AZ Tools

Superscript & Subscript Maker

Text

Rewrites your input character-by-character using Unicode superscript and subscript codepoints. Works for digits, the four operators (`+ - = ( )`), and most Latin letters. The transformation is purely textual — no styling needed — so the result keeps working when copied into Slack, X, plain-text emails, code comments, or anywhere your typography stack doesn't follow.

Superscript

Cᴼ² ⁺ ᴴ²ᴼ → C⁶ᴴ¹²ᴼ⁶

Subscript

CO₂ ₊ H₂O → C₆H₁₂O₆

Passed through (no Unicode codepoint): C H O →

Unicode super / sub use real codepoints, so they survive copy-paste into plain-text destinations.

How to use

  1. Type or paste text in the input.
  2. Copy the superscript or subscript line you want.
  3. If some characters can't be mapped (a few letters lack codepoints), they pass through unchanged — they'll be listed in the warning.
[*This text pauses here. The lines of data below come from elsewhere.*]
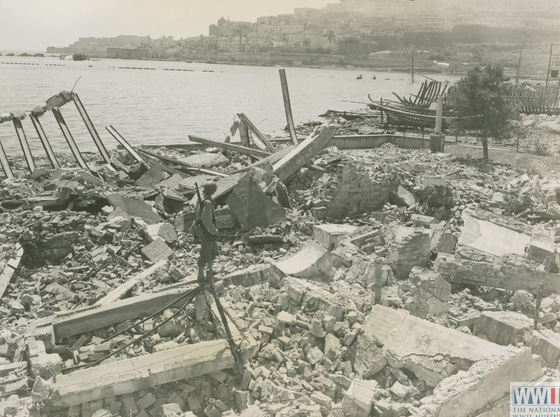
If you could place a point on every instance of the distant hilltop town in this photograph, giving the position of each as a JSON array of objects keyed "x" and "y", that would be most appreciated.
[{"x": 353, "y": 32}]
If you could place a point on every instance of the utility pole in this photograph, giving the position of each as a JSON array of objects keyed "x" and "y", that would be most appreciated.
[
  {"x": 518, "y": 69},
  {"x": 412, "y": 69},
  {"x": 549, "y": 62}
]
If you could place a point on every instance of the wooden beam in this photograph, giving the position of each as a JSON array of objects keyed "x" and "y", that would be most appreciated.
[
  {"x": 189, "y": 167},
  {"x": 230, "y": 146},
  {"x": 122, "y": 289},
  {"x": 257, "y": 132},
  {"x": 300, "y": 155},
  {"x": 117, "y": 312},
  {"x": 288, "y": 106},
  {"x": 142, "y": 372}
]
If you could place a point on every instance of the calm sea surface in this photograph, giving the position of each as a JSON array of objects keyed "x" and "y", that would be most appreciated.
[{"x": 169, "y": 100}]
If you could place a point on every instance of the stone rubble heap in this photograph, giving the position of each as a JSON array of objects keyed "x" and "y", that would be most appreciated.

Frequently asked questions

Why not just use `<sup>` / `<sub>`?
When you have a styled context (HTML, Markdown that renders inline HTML, Word) those tags are usually right. But plain-text destinations — Slack, X, JSON values, code comments, terminal output — strip styling, so a Unicode-character version is the only way the formatting survives.
Why is the result still small in some apps?
Unicode super- and subscript letters use Latin Modifier and Combining ranges. Some fonts render them with normal weight (which can look thin on dark mode) or substitute from a fallback font. The exception is `q`, which has no superscript codepoint and is passed through verbatim.
Which characters aren't supported?
Superscript is missing `q`. Subscript is missing most letters — only `a e h i j k l m n o p r s t u v x` exist, plus digits and the four operators. The tool flags any character that fell through so you know what's verbatim.